|At a glance|
|Product||Funambol MyFunambol () [Website]|
|Summary||MyFunambol is a hosted version of Funambol's open source server that provides mobile cloud synchronization services to people who don't want to (or know how to) set up the full-blown Funambol server.|
|Pros||• Quick set up|
• Completely web based
• Covers most of the large mobile phone clients
|Cons||• Seems unnecessary when other solutions already exist.|
• 50 MB of storage is pitiful when syncing photos.
• No automated photo sharing.
• Open source project = nearly 0 support and documentation.
Typical Price: $0
Funambol is an interesting app that provides a cloud-based synchronization layer for mobile phones. The “bread and butter” product is Funambol’s open source server that targets Service Providers, ISVs, and Enterprises. The server provides a number of services, like push email, mobile cloud sync, etc.
Funambol recently released a beta website MyFunambol.com that basically exposes the mobile cloud sync feature of the Funambol server. This hosted scenario provides a cloud synchronization option for iOS, Android, Blackberry, Symbian, and Windows Mobile. Your data can then be synced to other services like Google or Facebook.
The client feature set varies from platform to platform. I tested the iOS app, which provides contact and photo cloud sync features. MyFunambol also has support for calendar sync, which iOS currently doesn't support.
Funambol, despite being an open source company, has unfortunately not yet released the source code for the iOS client app. I’m hoping this changes, as it would be a great learning platform for many to see how to properly handle data synchronization between iOS devices and cloud-based services.
The recent version 9 update of the iOS app installation adds photo synchronization. Funambol provides options for syncing your photos to Facebook and Google’s Picasa.
Setting up MyFunambol was easy and quick. Registration occurs on http://my.funambol.com and requires entering a lot of information that I have screenshotted in the gallery. I question why some of the information is needed (like my phone number). But since it was required I entered it.
Once my account was set up, I headed over to the App Store on my iPhone and downloaded the app. What is not immediately apparent is you can set up an account on your phone as well, and I accidentally did this. Fixing this required uninstalling and reinstalling the app on the phone to sync up with the correct account, or you can just use the account you accidentally set up.
Once I was squared away, synchronization was quick. However, something Funambol fails to point out is only 50 MB of space is provisioned, with no upgrade path available. I have over 700 photos on my phone, and 50 MB is about 40 photos worth of space, so I quickly filled that. I was then promptly informed by both the web portal and the device that the limit had been hit and I had to clean up my online space.

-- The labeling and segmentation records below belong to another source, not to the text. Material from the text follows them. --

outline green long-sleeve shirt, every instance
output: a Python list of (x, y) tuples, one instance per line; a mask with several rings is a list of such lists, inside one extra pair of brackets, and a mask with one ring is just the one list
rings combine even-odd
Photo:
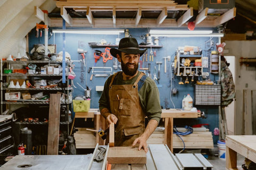
[[(135, 76), (127, 81), (123, 80), (122, 74), (119, 73), (116, 75), (115, 85), (133, 84), (140, 73), (141, 72), (139, 71)], [(113, 75), (110, 75), (106, 81), (104, 89), (99, 100), (100, 110), (103, 108), (107, 108), (110, 110), (108, 91), (112, 76)], [(156, 83), (152, 79), (147, 77), (145, 82), (139, 91), (139, 97), (141, 107), (149, 120), (154, 119), (159, 123), (162, 113), (159, 91)]]

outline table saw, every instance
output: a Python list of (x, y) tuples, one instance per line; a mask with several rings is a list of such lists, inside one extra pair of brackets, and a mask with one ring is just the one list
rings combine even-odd
[[(93, 154), (77, 155), (18, 155), (0, 170), (81, 170), (106, 169), (108, 147), (104, 160), (94, 162)], [(96, 150), (97, 149), (97, 150)], [(200, 154), (173, 154), (166, 145), (149, 144), (144, 164), (112, 164), (111, 169), (186, 170), (211, 169), (213, 166)]]

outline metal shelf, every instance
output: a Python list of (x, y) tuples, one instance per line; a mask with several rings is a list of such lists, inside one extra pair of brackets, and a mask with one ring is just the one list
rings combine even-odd
[[(20, 104), (49, 104), (49, 100), (45, 101), (28, 101), (28, 100), (16, 100), (13, 101), (2, 101), (1, 104), (12, 104), (12, 105), (20, 105)], [(68, 102), (67, 104), (70, 104), (72, 101)], [(61, 103), (61, 104), (66, 104), (66, 103)]]
[(9, 74), (2, 74), (3, 76), (62, 76), (62, 74), (22, 74), (22, 73), (9, 73)]
[[(3, 90), (61, 90), (62, 88), (60, 87), (57, 87), (53, 88), (3, 88)], [(73, 88), (71, 87), (65, 88), (66, 90), (71, 90)]]

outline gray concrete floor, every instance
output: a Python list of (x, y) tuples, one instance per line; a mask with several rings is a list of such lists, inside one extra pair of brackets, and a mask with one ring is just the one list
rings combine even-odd
[[(225, 170), (226, 160), (220, 159), (218, 156), (209, 156), (208, 161), (213, 166), (212, 170)], [(237, 154), (237, 165), (239, 169), (243, 169), (242, 165), (244, 164), (244, 157)]]

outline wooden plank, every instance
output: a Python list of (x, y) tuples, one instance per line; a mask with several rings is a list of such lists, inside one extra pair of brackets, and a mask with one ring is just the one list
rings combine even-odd
[(136, 14), (136, 18), (135, 19), (135, 26), (137, 26), (140, 22), (140, 18), (141, 18), (141, 7), (139, 7), (137, 10), (137, 14)]
[(145, 164), (147, 162), (147, 156), (144, 150), (139, 150), (138, 147), (109, 147), (107, 160), (110, 164)]
[(114, 27), (116, 27), (116, 8), (115, 7), (113, 7), (113, 12), (112, 13), (112, 18), (113, 19), (113, 26)]
[(72, 26), (72, 18), (63, 6), (60, 8), (60, 15), (69, 26)]
[(145, 164), (132, 164), (132, 170), (147, 170)]
[(213, 26), (217, 27), (228, 21), (236, 16), (236, 8), (233, 7), (228, 10), (220, 17), (217, 18), (213, 22)]
[(193, 8), (190, 7), (189, 9), (182, 16), (180, 17), (180, 18), (177, 21), (177, 26), (178, 27), (180, 27), (182, 25), (188, 21), (190, 18), (193, 16)]
[(163, 9), (161, 13), (157, 18), (157, 19), (156, 20), (156, 24), (157, 26), (159, 26), (162, 24), (164, 20), (165, 19), (165, 18), (167, 17), (167, 8), (165, 7)]
[(90, 24), (92, 26), (93, 26), (94, 21), (93, 16), (92, 16), (92, 11), (89, 6), (87, 7), (86, 10), (86, 18), (89, 22)]
[(50, 95), (47, 155), (58, 155), (60, 116), (60, 94)]
[(115, 146), (115, 124), (113, 122), (109, 124), (109, 147)]
[(206, 7), (204, 10), (202, 11), (199, 14), (197, 15), (196, 19), (195, 24), (196, 26), (203, 21), (207, 17), (208, 14), (209, 8)]
[(131, 170), (128, 164), (111, 164), (111, 170)]
[(149, 146), (157, 169), (179, 169), (166, 146), (164, 144), (149, 144)]
[(164, 120), (164, 140), (171, 151), (173, 151), (173, 118), (165, 118)]
[(36, 6), (35, 6), (34, 10), (35, 15), (40, 20), (44, 21), (44, 13)]
[(252, 91), (244, 89), (244, 134), (252, 134)]

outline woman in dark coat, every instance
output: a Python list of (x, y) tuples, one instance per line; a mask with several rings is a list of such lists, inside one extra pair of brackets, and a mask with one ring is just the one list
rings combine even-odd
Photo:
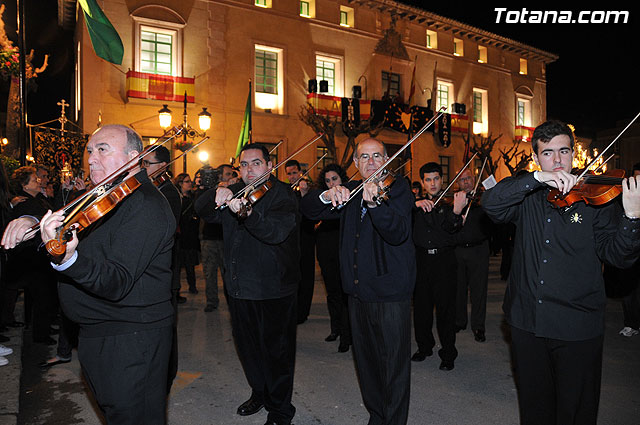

I decided for the sake of testing I didn’t need to upload every photo, so I moved onto connecting into my Flickr account. Flickr is a very established presence in the photo sharing scene, so connecting to Funambol was easy. I was only required to log into my Flickr account and grant Funambol access.
But I wasn’t exactly sure what would happen then. Flickr showed up as an account, but none of my pictures seemed to be syncing over. I clicked on the “Photos” link in the top area of Funambol, and as it turns out, you have to manually select photos that you want to share with accounts. Thankfully Funambol implemented standard Windows-style controls where you hold Control or Shift to select multiple photos.
Synced contacts show up immediately in the portal and can be edited there. Once edited, contacts can be synced back with the edits in place. I chose not to sync my contacts into any of the services available because I already sync my contacts with Google.
Additionally you can choose to sync mail to a phone that might not provide push Email service. This is especially useful for people with ISP-based email, because the battery life benefit of pushing email versus the device constantly checking an account is huge.
Access, Support, Security, Closing Thoughts
Accessing the service is done mainly via the My.Funambol.com website. The phone apps are really just to manage syncing. Note that on iOS devices, you have to run these syncs manually, as there is no option for backgrounding this kind of service on the platform.
Support is typical of a beta open-source product, which means basically zero. You can, if you want, wade through the server support documents, but you’re probably better off just asking in the forums. Thankfully the forum is rather active, so you stand a good chance of getting your question answered.
Security is unknown as well. I can tell you that your connection to MyFunambol is not encrypted at all, ever. So don’t go using the password you use for your bank account, or the username for that matter. This is a beta site, so I’m hoping this changes, but encryption should be in a beta program.
Overall, the MyFunambol experience was good, but somewhat unnecessary, and the lack of encryption didn't win any points, either. And the amount of management required for photos in the MyFunambol portal will quickly overshadow the “cool factor” of being able to immediately share your photos over your particular favorite service.
I'd like to see automated ways of deleting synced photos. Otherwise, MyFunambol will have to significantly raise the storage cap in order to make the service at least somewhat useful.